Als ich dann von meinem Tagesausflug wieder in Richtung Wasserfall zurückkehrte, wurde mir im Anblick der steilen Schlucht das Folgende bewusst:

„Das menschliche Leben ist im Vergleich zum Zeitraum dieser großen Bewegungen (dem Graben des Wassers über Jahrmillionen in harten Stein) eine solch kurze Erscheinung, dass man es mit dem einer Fliege vergleichen könnte. Wir bewegen uns inmitten dieser Ereignisse, meist ohne davon betroffen zu werden. Und doch sind wir aus dem identisch gleichen Stoff gemacht.“

Das „Element“, das „Feld“, das „Universum“ bzw. die göttliche Urkraft, aus der diese Mahnmale der Zeit hervorgehen, bildet gleichzeitig die Grundlage, bzw. den Stoff aus dem wir, der Mensch, gemacht ist.
Dabei gehe ich inzwischen nicht mehr davon aus, dass wir von dieser Kraft irgendwann einmal gemacht wurden, um uns dann selbst überlassen zu sein, sondern dass wir diese Kraft sind, und sie im Bewusstsein dessen zum immer besseren, eindeutigerem Ausdruck bringen können. Das Göttliche will sich, wie auch im Rest der Natur, in uns gespiegelt sehen!

Als ich an diesem Abend zurück in mein Lager ging, waren meine Schritte sehr langsam und verhalten. Es gab keinen Grund mehr zur Eile. Der Eindruck der Göttlichen Realität in der Natur, hatte mich so ergriffen, dass ich eine bleibende Veränderung erfahren durfte.

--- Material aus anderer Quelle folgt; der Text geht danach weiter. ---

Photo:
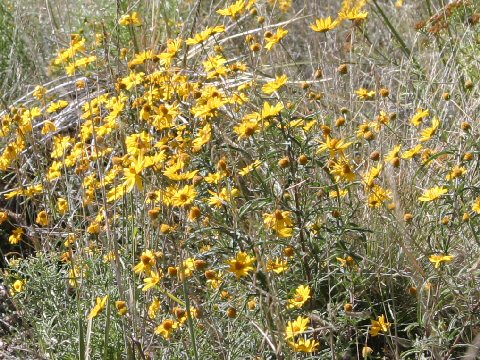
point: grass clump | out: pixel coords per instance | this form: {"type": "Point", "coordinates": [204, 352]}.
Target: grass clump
{"type": "Point", "coordinates": [250, 179]}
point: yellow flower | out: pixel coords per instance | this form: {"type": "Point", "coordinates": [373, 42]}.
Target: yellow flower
{"type": "Point", "coordinates": [249, 168]}
{"type": "Point", "coordinates": [19, 285]}
{"type": "Point", "coordinates": [296, 327]}
{"type": "Point", "coordinates": [275, 38]}
{"type": "Point", "coordinates": [380, 325]}
{"type": "Point", "coordinates": [246, 128]}
{"type": "Point", "coordinates": [302, 294]}
{"type": "Point", "coordinates": [279, 221]}
{"type": "Point", "coordinates": [241, 264]}
{"type": "Point", "coordinates": [166, 328]}
{"type": "Point", "coordinates": [476, 205]}
{"type": "Point", "coordinates": [270, 87]}
{"type": "Point", "coordinates": [48, 127]}
{"type": "Point", "coordinates": [42, 218]}
{"type": "Point", "coordinates": [411, 153]}
{"type": "Point", "coordinates": [152, 280]}
{"type": "Point", "coordinates": [370, 176]}
{"type": "Point", "coordinates": [438, 259]}
{"type": "Point", "coordinates": [99, 306]}
{"type": "Point", "coordinates": [154, 308]}
{"type": "Point", "coordinates": [3, 217]}
{"type": "Point", "coordinates": [39, 92]}
{"type": "Point", "coordinates": [57, 106]}
{"type": "Point", "coordinates": [334, 146]}
{"type": "Point", "coordinates": [184, 196]}
{"type": "Point", "coordinates": [352, 10]}
{"type": "Point", "coordinates": [62, 206]}
{"type": "Point", "coordinates": [324, 25]}
{"type": "Point", "coordinates": [130, 19]}
{"type": "Point", "coordinates": [223, 197]}
{"type": "Point", "coordinates": [433, 193]}
{"type": "Point", "coordinates": [306, 346]}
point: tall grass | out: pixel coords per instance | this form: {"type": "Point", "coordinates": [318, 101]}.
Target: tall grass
{"type": "Point", "coordinates": [193, 203]}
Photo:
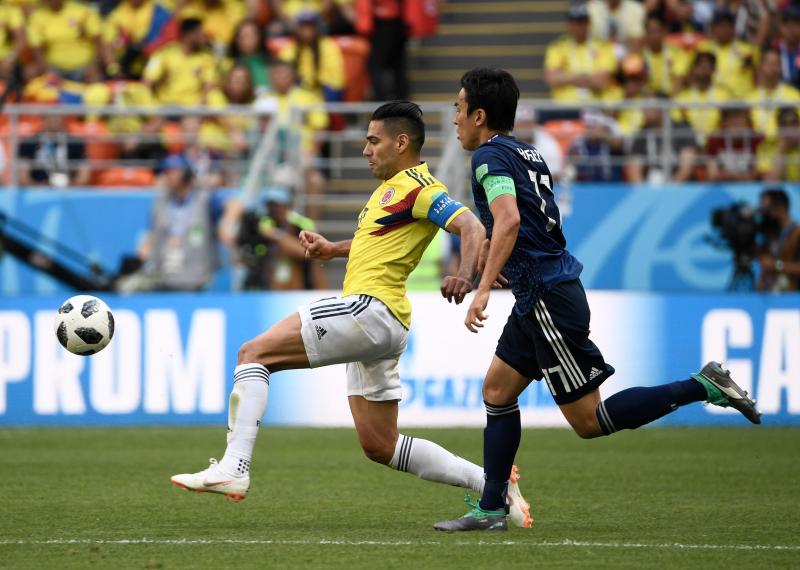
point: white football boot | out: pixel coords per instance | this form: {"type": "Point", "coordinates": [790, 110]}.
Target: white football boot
{"type": "Point", "coordinates": [214, 480]}
{"type": "Point", "coordinates": [519, 511]}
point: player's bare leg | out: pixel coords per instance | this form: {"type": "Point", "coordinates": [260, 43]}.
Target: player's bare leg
{"type": "Point", "coordinates": [279, 348]}
{"type": "Point", "coordinates": [501, 388]}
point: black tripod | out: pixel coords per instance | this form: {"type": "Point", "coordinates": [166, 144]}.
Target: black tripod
{"type": "Point", "coordinates": [742, 278]}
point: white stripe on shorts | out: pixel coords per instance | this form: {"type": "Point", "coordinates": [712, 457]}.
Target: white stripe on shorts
{"type": "Point", "coordinates": [559, 346]}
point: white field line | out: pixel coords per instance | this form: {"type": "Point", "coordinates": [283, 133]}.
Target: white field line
{"type": "Point", "coordinates": [322, 542]}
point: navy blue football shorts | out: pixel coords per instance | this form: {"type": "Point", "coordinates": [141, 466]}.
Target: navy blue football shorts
{"type": "Point", "coordinates": [552, 342]}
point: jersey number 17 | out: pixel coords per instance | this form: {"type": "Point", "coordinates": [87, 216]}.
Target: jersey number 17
{"type": "Point", "coordinates": [537, 178]}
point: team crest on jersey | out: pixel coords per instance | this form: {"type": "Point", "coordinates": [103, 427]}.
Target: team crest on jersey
{"type": "Point", "coordinates": [387, 196]}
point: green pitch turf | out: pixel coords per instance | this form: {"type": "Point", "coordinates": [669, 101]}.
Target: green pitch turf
{"type": "Point", "coordinates": [656, 498]}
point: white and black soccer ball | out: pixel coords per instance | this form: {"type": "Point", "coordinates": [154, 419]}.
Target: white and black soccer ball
{"type": "Point", "coordinates": [84, 325]}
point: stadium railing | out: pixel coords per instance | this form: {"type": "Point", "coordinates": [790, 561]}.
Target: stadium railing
{"type": "Point", "coordinates": [348, 182]}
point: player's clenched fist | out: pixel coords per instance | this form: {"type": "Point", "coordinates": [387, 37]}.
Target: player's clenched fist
{"type": "Point", "coordinates": [316, 246]}
{"type": "Point", "coordinates": [455, 288]}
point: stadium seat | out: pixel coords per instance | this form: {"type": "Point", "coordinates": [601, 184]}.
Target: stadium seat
{"type": "Point", "coordinates": [125, 177]}
{"type": "Point", "coordinates": [564, 131]}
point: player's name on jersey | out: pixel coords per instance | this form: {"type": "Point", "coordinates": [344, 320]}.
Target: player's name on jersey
{"type": "Point", "coordinates": [530, 154]}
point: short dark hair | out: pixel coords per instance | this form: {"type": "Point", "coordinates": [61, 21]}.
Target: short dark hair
{"type": "Point", "coordinates": [403, 117]}
{"type": "Point", "coordinates": [189, 25]}
{"type": "Point", "coordinates": [654, 16]}
{"type": "Point", "coordinates": [777, 197]}
{"type": "Point", "coordinates": [494, 91]}
{"type": "Point", "coordinates": [707, 55]}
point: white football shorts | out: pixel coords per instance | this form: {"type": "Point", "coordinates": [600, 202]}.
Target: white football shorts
{"type": "Point", "coordinates": [361, 331]}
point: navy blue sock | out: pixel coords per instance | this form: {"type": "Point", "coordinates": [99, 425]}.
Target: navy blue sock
{"type": "Point", "coordinates": [500, 442]}
{"type": "Point", "coordinates": [636, 407]}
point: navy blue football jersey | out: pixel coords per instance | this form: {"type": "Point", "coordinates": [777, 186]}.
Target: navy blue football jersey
{"type": "Point", "coordinates": [540, 259]}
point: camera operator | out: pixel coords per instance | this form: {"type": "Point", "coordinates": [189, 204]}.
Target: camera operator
{"type": "Point", "coordinates": [268, 247]}
{"type": "Point", "coordinates": [780, 260]}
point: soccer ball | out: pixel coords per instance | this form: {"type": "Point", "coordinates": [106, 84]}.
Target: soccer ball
{"type": "Point", "coordinates": [84, 325]}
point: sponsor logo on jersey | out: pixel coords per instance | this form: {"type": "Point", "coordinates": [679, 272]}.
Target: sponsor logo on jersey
{"type": "Point", "coordinates": [387, 196]}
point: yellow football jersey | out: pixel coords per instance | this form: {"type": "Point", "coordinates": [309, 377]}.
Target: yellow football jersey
{"type": "Point", "coordinates": [398, 222]}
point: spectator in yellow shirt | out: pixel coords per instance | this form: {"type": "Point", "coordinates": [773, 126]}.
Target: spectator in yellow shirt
{"type": "Point", "coordinates": [632, 77]}
{"type": "Point", "coordinates": [579, 69]}
{"type": "Point", "coordinates": [317, 59]}
{"type": "Point", "coordinates": [770, 94]}
{"type": "Point", "coordinates": [786, 163]}
{"type": "Point", "coordinates": [183, 72]}
{"type": "Point", "coordinates": [129, 32]}
{"type": "Point", "coordinates": [618, 21]}
{"type": "Point", "coordinates": [288, 95]}
{"type": "Point", "coordinates": [12, 38]}
{"type": "Point", "coordinates": [704, 120]}
{"type": "Point", "coordinates": [735, 59]}
{"type": "Point", "coordinates": [220, 18]}
{"type": "Point", "coordinates": [667, 64]}
{"type": "Point", "coordinates": [65, 36]}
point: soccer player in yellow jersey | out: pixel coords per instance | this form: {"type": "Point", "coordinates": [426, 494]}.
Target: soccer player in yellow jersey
{"type": "Point", "coordinates": [367, 327]}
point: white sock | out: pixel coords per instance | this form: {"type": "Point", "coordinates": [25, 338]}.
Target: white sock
{"type": "Point", "coordinates": [432, 462]}
{"type": "Point", "coordinates": [245, 409]}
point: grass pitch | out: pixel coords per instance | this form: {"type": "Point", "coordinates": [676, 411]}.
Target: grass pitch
{"type": "Point", "coordinates": [655, 498]}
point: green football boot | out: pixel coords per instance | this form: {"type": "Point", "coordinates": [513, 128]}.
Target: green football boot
{"type": "Point", "coordinates": [723, 391]}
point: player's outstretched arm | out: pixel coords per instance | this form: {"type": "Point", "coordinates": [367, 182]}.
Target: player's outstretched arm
{"type": "Point", "coordinates": [472, 232]}
{"type": "Point", "coordinates": [317, 247]}
{"type": "Point", "coordinates": [504, 236]}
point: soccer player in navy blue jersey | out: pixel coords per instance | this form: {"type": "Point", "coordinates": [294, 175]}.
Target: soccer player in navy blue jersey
{"type": "Point", "coordinates": [547, 333]}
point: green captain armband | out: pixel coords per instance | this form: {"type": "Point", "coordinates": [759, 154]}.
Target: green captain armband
{"type": "Point", "coordinates": [497, 186]}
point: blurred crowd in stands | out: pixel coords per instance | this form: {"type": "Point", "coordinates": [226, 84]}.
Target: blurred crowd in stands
{"type": "Point", "coordinates": [739, 58]}
{"type": "Point", "coordinates": [270, 55]}
{"type": "Point", "coordinates": [713, 83]}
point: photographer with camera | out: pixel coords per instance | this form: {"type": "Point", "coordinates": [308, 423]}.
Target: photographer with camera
{"type": "Point", "coordinates": [780, 257]}
{"type": "Point", "coordinates": [179, 252]}
{"type": "Point", "coordinates": [267, 245]}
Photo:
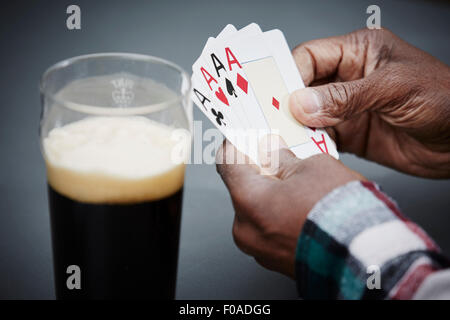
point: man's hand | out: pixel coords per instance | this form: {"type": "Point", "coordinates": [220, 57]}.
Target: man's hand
{"type": "Point", "coordinates": [271, 209]}
{"type": "Point", "coordinates": [382, 98]}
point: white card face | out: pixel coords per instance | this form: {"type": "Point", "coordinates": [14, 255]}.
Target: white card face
{"type": "Point", "coordinates": [217, 69]}
{"type": "Point", "coordinates": [236, 76]}
{"type": "Point", "coordinates": [272, 75]}
{"type": "Point", "coordinates": [242, 81]}
{"type": "Point", "coordinates": [320, 141]}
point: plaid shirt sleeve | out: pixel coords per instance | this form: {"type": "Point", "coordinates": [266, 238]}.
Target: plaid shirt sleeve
{"type": "Point", "coordinates": [355, 234]}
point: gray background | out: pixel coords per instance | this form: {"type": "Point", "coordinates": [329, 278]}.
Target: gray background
{"type": "Point", "coordinates": [34, 36]}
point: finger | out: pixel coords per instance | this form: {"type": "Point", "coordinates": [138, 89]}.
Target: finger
{"type": "Point", "coordinates": [330, 104]}
{"type": "Point", "coordinates": [235, 168]}
{"type": "Point", "coordinates": [274, 155]}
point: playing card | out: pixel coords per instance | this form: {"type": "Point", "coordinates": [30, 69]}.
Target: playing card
{"type": "Point", "coordinates": [242, 81]}
{"type": "Point", "coordinates": [272, 74]}
{"type": "Point", "coordinates": [236, 76]}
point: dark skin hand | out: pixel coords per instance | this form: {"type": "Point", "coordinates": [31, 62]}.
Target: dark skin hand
{"type": "Point", "coordinates": [271, 209]}
{"type": "Point", "coordinates": [380, 98]}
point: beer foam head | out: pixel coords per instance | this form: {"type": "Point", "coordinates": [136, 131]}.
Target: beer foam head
{"type": "Point", "coordinates": [113, 159]}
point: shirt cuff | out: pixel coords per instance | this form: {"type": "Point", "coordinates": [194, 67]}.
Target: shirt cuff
{"type": "Point", "coordinates": [351, 233]}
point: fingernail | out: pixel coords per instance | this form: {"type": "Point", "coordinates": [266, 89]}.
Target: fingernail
{"type": "Point", "coordinates": [307, 99]}
{"type": "Point", "coordinates": [271, 142]}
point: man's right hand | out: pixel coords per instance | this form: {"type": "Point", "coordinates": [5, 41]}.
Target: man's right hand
{"type": "Point", "coordinates": [381, 98]}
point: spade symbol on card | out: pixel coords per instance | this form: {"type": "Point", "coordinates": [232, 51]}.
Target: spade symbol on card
{"type": "Point", "coordinates": [242, 83]}
{"type": "Point", "coordinates": [221, 96]}
{"type": "Point", "coordinates": [219, 117]}
{"type": "Point", "coordinates": [230, 88]}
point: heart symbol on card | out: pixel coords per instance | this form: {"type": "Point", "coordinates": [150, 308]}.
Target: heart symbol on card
{"type": "Point", "coordinates": [221, 96]}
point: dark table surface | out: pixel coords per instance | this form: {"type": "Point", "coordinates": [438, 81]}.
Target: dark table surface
{"type": "Point", "coordinates": [34, 36]}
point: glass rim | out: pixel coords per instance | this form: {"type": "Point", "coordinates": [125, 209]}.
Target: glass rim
{"type": "Point", "coordinates": [97, 110]}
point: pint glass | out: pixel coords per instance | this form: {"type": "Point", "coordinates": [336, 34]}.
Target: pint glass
{"type": "Point", "coordinates": [115, 136]}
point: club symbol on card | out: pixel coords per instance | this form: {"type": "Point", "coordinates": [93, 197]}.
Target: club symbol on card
{"type": "Point", "coordinates": [276, 103]}
{"type": "Point", "coordinates": [242, 83]}
{"type": "Point", "coordinates": [219, 117]}
{"type": "Point", "coordinates": [221, 96]}
{"type": "Point", "coordinates": [230, 88]}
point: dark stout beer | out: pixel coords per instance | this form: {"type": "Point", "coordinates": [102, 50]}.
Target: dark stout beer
{"type": "Point", "coordinates": [115, 207]}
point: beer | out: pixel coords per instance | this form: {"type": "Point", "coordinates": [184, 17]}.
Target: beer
{"type": "Point", "coordinates": [115, 197]}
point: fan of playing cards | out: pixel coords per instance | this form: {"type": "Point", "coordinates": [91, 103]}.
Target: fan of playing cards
{"type": "Point", "coordinates": [242, 81]}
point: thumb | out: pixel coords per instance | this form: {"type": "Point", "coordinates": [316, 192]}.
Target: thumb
{"type": "Point", "coordinates": [330, 104]}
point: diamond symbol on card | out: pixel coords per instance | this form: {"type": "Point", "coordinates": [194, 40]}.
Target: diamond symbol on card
{"type": "Point", "coordinates": [276, 103]}
{"type": "Point", "coordinates": [242, 83]}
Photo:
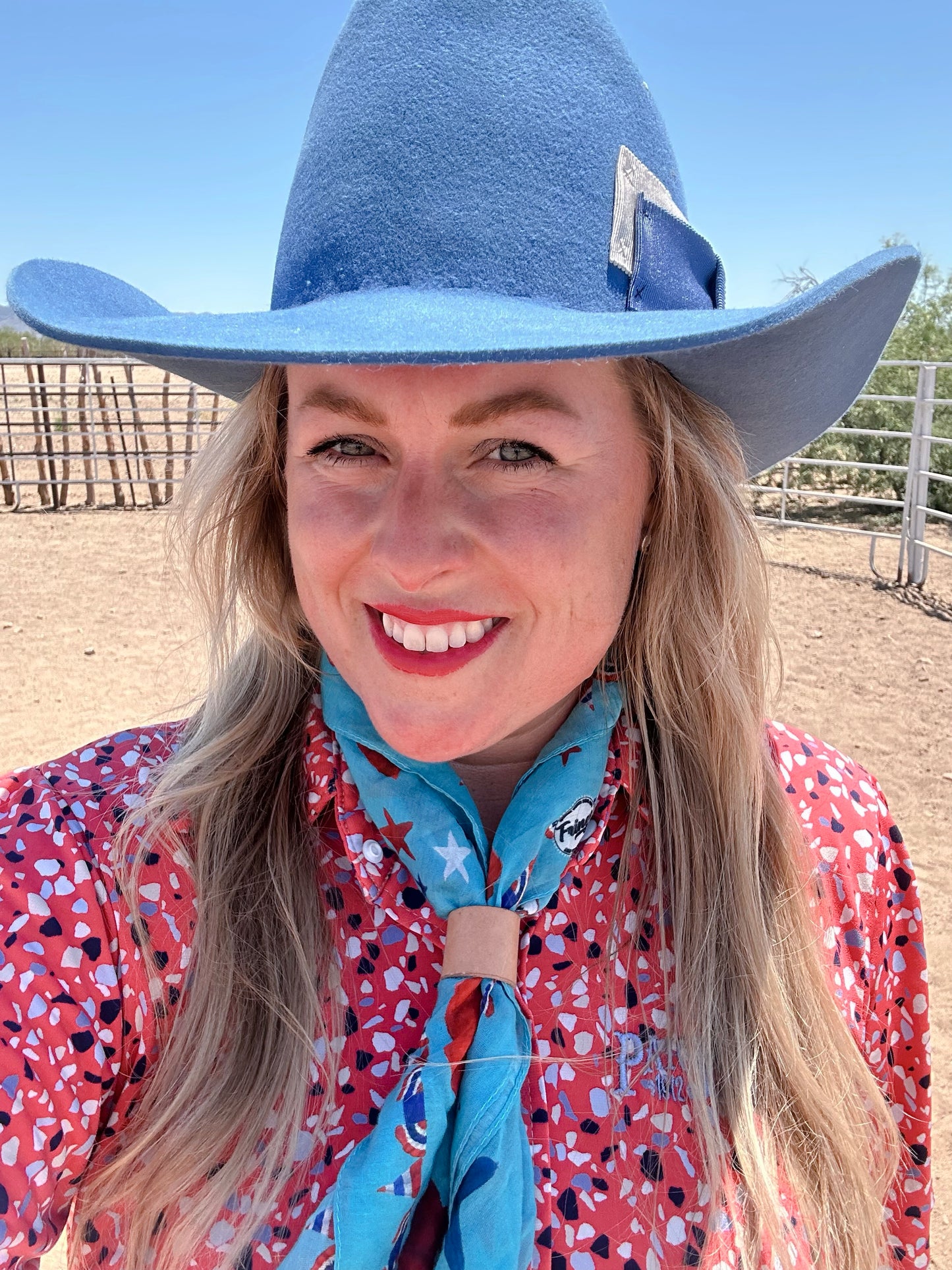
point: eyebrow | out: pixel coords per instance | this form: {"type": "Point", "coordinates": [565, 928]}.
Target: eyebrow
{"type": "Point", "coordinates": [519, 401]}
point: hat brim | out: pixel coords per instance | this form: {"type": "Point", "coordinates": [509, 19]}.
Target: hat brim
{"type": "Point", "coordinates": [783, 374]}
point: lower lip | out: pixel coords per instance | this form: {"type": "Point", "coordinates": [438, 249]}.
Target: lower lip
{"type": "Point", "coordinates": [428, 663]}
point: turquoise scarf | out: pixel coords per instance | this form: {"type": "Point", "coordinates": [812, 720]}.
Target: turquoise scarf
{"type": "Point", "coordinates": [450, 1151]}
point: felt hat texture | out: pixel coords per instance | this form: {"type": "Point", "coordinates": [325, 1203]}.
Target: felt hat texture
{"type": "Point", "coordinates": [489, 181]}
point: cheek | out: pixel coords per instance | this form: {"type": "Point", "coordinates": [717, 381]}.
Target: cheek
{"type": "Point", "coordinates": [324, 540]}
{"type": "Point", "coordinates": [574, 559]}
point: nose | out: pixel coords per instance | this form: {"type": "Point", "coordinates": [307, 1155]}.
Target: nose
{"type": "Point", "coordinates": [420, 534]}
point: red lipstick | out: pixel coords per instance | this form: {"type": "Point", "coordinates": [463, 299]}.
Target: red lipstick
{"type": "Point", "coordinates": [432, 664]}
{"type": "Point", "coordinates": [431, 616]}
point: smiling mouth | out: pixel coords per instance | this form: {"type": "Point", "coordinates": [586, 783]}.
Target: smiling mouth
{"type": "Point", "coordinates": [437, 639]}
{"type": "Point", "coordinates": [432, 648]}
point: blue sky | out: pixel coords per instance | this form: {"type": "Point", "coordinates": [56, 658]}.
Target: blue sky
{"type": "Point", "coordinates": [156, 139]}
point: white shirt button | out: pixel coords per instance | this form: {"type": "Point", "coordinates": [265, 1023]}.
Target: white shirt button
{"type": "Point", "coordinates": [372, 851]}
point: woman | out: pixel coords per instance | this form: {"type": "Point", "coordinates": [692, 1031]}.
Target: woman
{"type": "Point", "coordinates": [476, 919]}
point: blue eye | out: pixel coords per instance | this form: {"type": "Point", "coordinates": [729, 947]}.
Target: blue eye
{"type": "Point", "coordinates": [342, 450]}
{"type": "Point", "coordinates": [519, 455]}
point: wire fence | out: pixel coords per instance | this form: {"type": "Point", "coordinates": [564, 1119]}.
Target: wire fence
{"type": "Point", "coordinates": [98, 431]}
{"type": "Point", "coordinates": [113, 432]}
{"type": "Point", "coordinates": [885, 470]}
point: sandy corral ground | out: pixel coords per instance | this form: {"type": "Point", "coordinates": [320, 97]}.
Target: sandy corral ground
{"type": "Point", "coordinates": [96, 634]}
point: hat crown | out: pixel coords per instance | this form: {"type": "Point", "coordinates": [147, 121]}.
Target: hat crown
{"type": "Point", "coordinates": [468, 144]}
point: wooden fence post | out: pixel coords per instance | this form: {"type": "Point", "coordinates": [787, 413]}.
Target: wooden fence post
{"type": "Point", "coordinates": [65, 424]}
{"type": "Point", "coordinates": [122, 438]}
{"type": "Point", "coordinates": [42, 480]}
{"type": "Point", "coordinates": [119, 497]}
{"type": "Point", "coordinates": [141, 438]}
{"type": "Point", "coordinates": [169, 441]}
{"type": "Point", "coordinates": [84, 434]}
{"type": "Point", "coordinates": [49, 434]}
{"type": "Point", "coordinates": [8, 474]}
{"type": "Point", "coordinates": [190, 423]}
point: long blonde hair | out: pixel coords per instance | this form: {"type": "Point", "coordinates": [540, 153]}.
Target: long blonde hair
{"type": "Point", "coordinates": [753, 1016]}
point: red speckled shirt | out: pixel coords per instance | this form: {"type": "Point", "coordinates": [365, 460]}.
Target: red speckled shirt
{"type": "Point", "coordinates": [617, 1166]}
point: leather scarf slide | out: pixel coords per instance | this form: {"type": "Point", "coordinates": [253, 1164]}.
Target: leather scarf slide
{"type": "Point", "coordinates": [450, 1153]}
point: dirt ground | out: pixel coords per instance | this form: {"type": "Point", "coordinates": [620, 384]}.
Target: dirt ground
{"type": "Point", "coordinates": [96, 634]}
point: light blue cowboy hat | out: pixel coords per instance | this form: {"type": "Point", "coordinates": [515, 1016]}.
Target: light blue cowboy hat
{"type": "Point", "coordinates": [490, 181]}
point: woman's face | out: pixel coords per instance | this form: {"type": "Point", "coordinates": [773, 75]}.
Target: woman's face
{"type": "Point", "coordinates": [464, 538]}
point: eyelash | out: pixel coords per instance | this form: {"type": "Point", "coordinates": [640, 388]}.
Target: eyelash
{"type": "Point", "coordinates": [540, 457]}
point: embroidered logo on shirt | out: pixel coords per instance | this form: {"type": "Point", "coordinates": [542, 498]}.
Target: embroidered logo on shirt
{"type": "Point", "coordinates": [569, 830]}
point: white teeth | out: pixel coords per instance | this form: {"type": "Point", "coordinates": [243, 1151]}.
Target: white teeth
{"type": "Point", "coordinates": [435, 639]}
{"type": "Point", "coordinates": [414, 639]}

Nicht umsonst suchen wir die Natur heim, wenn wir uns verloren fühlen. Was ich mit in mein Zelt nehmen durfte, ist die Wirklichkeit, dass die Urkraft aus der Universen hervorgehen, meine Brust hebt und senkt, mich denkt und lenkt, und es einzig meine Aufgabe ist, diese Erfahrung zu teilen.
Ich bedanke mich von tiefstem Herzen dafür und für Eure Aufmerksamkeit!